More capacity has not, for the most part, brought more choice in television. Major players in this market (BBC/Flextech, Granada and Carlton) are guilty of soaking up the new capacity with slick-looking channels with large marketing budgets that are only re-running old programmes. This waste of capacity would not be tolerated in any other medium, so why multi channel TV?

This brings me on to radio. The two per cent medium with the one per cent attitude we all used to joke. Now radio is a medium that has doubled its market share and is a creative wealth of different stations targeting specific groups of listeners whether with jazz, classical, ethnic, local, soul, talk, Christian or, lately, alternative music with Xfm.

These radio stations have a much closer feel than many of their cable and satellite TV counterparts for what their audiences are looking for. In several cases, they are run by people with a genuine passion, who know their market, and start from the premise of giving listeners what they want.

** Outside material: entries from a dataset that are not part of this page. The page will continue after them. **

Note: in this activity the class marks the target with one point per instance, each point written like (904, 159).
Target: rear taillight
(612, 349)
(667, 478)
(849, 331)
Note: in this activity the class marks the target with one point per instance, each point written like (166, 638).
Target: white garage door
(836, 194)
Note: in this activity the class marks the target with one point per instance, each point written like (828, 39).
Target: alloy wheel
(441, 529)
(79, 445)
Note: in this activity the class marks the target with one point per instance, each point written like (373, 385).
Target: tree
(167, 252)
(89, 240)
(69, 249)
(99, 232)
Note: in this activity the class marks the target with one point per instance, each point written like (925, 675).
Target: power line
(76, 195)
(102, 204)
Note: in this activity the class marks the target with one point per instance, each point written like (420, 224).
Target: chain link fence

There is little point throwing a big promotional spend at the problem until you’ve got the product right and found the audience. In marketing speak, it’s a product development issue as much as marketing communications one.

The experience of radio is a model from which multi-channel TV has much to learn. However, radio must be careful – there is a temptation to proliferate current winning formulae such as Virgin and Capital, thereby stifling creative development to the detriment of the listeners.

Widening this media examination to the magazine market reinforces the argument. Here we have a mature medium whose innumerable titles are sustained through a diversity of product which satisfies the customer. If magazine shelves were being filled with last year’s Cosmo or yesterday’s newspaper, the advertising industry would be up in arms and, more importantly, readers wouldn’t buy them.

The television medium’s future lies in its ability to provide specific groups with specific interest content. Sky Sports has shown the way through giving the viewer genuine extension of choice. We are beginning to see a new era of channel emerging: travel, children’s, financial, food, computers. But where are the rest?

The variety in other media, such as radio, allows customers more choice and advertisers higher levels of targeting. There is no reason why the multi-channel world should not follow suit and offer more choice, not just more channels.